Each spring, colleges are mailed a survey that asks them to rate their school in relation to other institutions, the results of which compile 25 percent of a school's place on the mostly stagnant but widely regarded rankings list. From there, many colleges embark on a months-long process of buttering each other up for a better rating.
Incidentally, the magazine's rankings have been deemed less than scientific, and a few watershed moments in the past couple of years underscore that view. In one instance, Clemson University's president admitted that her school gave peer institutions low rankings in the hopes of raising theirs; a similar occurrence came out of the University of Wisconsin. So it makes sense that some of the nation's brightest leaders and academics would move to exist above, or away, the rankings system.

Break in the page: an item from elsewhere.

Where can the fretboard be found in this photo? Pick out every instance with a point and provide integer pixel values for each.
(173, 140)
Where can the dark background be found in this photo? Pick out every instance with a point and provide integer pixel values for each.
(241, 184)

The Washington Post has more:
In May 2007, a dozen college presidents signed a letter pledging to ignore the reputation survey and urging colleagues to do the same. The presidents of Trinity, Dickinson and St. John's helped organize the protest, and several colleges in Virginia, Maryland and Pennsylvania joined it, giving the movement a mid-Atlantic flavor.
These critics said it would be impossible for any college president to confine another college, let alone dozens of other colleges, to a five-point rating system. "I would better be able to fill out a survey on refrigerators than on colleges I've never visited, never interacted with," said Sanford Ungar, president of Goucher.
Many of the same presidents have taken the boycott a step further by opting out of the annual marketing campaign directed at survey voters, a routine that Washington College President Baird Tipson terms "sordid."
The director of the rankings, Bob Morse, defended the system, saying that there was no proof that the school-to-school survey ever changed a college's score. He told the Post the schools that lobby are "trying to raise themselves out of what they believe is academic obscurity."
But perhaps Washington College President Baird Tipson put it best. His school used to be active in the often-costly rankings process until they simply stopped participating a few years ago.
"It's money that could be spent on educating students," he told the Post.
What do you think? Do you give the rankings credence?